[prometheus-users] Re: Prometheus using a large amount of memory when managing storage.

2021-10-21 Thread Chad Sesvold

I was just tweaking the TSDB block durations to match prod.  I was reading 
that we might want to reduce the TSDB block durations to help free up 
memory.

We are seeing OOM in the system logs.  I am watching memory using the 
following command.

watch "ps ax -o pcpu,rss,ppid,pid,stime,args | grep 'prometheus/prometheus' 
| grep -v grep"

I am not sure what is meant by node.  I was running go profiling tool found 
in https://source.coveo.com/2021/03/03/prometheus-memory/ and the output 
was from the go tool.  

go tool pprof -symbolize=remote -inuse_space 
https://monitoring.prod.cloud.coveo.com/debug/pprof/heap
On Saturday, October 16, 2021 at 4:36:36 AM UTC-4 Brian Candler wrote:

> Is there a specific reason why you're tweaking the TSDB block durations?  
> That is, did you observe some problem with the defaults?  Otherwise I'd 
> suggest you just run with defaults.
>
> In any case, if the problem you're debugging is discrepancies between prod 
> and non-prod, you should be running with the same flags in both.
>
> On Friday, 15 October 2021 at 20:51:47 UTC+1 tass...@gmail.com wrote:
>
>> I did add some file targets back in none-prod  for a total of 900 checks 
>> and prometheus leveled out at about 22 GB.
>>
>
> Not sure what you mean by "900 checks" here.  Do you mean targets? 
> Metrics?  Alerting rules?
>
> And how are you determining the total RAM usage? (If you're getting OOM 
> killer messages then you're definitely hitting the RAM limit.  It's worth 
> mentioning that older versions of go tended not to hand back memory to the 
> OS as aggressively, but they did mark the pages as reclaimable and the OS 
> would reclaim these when under memory pressure.  But recent prometheus 
> binaries should be built with a recent version of go - assuming you're 
> using the official release binaries and not ones you've compiled yourself)
>  
>
>> Prod - TSDB Status - Head Stats
>> Number of Series=2 million
>> Number of Chunks=11million
>> Number of Label=59k
>> PairsCurrent Min Time=2021-10-15T16:00:00.006Z (163431366)
>> Current Max Time=2021-10-15T18:51:07.414Z (1634323867414)
>>
>> Non-Prod - TSDB Status - Head Stats
>> Number of Series=82k
>> Number of Chunks=400k
>> Number of Label=2k
>> PairsCurrent Min Time=2021-10-15T18:05:27.705Z (1634321127705)
>> Current Max Time=2021-10-15T18:50:58.200Z (1634323858200)
>>
>>
> That suggests the non-prod should be using a lot less RAM - the number of 
> head chunks in particular.
>  
>
>> Prod 
>> Showing nodes accounting for 3939.82MB, 73.70% of 5345.97MB total
>> Dropped 292 nodes (cum <= 26.73MB)
>>
>> Non-prod
>> Showing nodes accounting for 1.43GB, 91.54% of 1.56GB total
>> Dropped 133 nodes (cum <= 0.01GB)
>>
>
> What do you mean my "nodes" here?  And what are "dropped nodes"?
>
> I'm looking at prometheus 2.29.2 here, so maybe there are some new stats 
> in 2.30 that I can't see.
>

-- 
You received this message because you are subscribed to the Google Groups 
"Prometheus Users" group.
To unsubscribe from this group and stop receiving emails from it, send an email 
to prometheus-users+unsubscr...@googlegroups.com.
To view this discussion on the web visit 
https://groups.google.com/d/msgid/prometheus-users/14e693df-fdce-408f-94c7-bddadbe0e2d0n%40googlegroups.com.

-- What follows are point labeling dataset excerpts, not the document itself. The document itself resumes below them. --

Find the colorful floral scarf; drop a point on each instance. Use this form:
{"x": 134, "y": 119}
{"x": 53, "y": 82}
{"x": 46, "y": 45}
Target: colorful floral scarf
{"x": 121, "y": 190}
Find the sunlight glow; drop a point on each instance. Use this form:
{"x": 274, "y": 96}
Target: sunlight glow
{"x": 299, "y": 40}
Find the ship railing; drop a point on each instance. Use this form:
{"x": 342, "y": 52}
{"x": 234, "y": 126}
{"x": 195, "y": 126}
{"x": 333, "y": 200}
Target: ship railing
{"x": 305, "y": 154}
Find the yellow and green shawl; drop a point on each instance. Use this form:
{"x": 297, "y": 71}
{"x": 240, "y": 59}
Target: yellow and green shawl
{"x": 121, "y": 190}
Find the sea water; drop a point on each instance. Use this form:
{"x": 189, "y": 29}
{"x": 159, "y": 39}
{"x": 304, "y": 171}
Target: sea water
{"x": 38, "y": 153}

Re: [prometheus-users] Re: Prometheus using a large amount of memory when managing storage.

2021-10-21 Thread Chad Sesvold
So I have been doing a little more testing.  I did find that we had some 
software installed on the non prod boxes that was causing some issues.  We 
were scaling metrics every 20 seconds.  My guess is that the software was 
slowing down prometheus writes.  I am guessing that I had a race condition 
of some kind.  Metrics were coming in at a higher rate then they could bw 
written to on the file system.  Once we disabled the software things seem 
to stabilize, but only after deleting all of the data.

The weird part is that with the 45 days worth of data there is still an 
issue starting prometheus with no targets.  I am wondering if prometheus 
was trying to update or convert the data store after going from 2.30.2 to 
2.30.3.  Prod is on version 2.30.0.  Then again Have rolled back and 
patched so many time it could have caused issues with the date store.  Then 
you add on to of it I am using NFS instead of a local file system.  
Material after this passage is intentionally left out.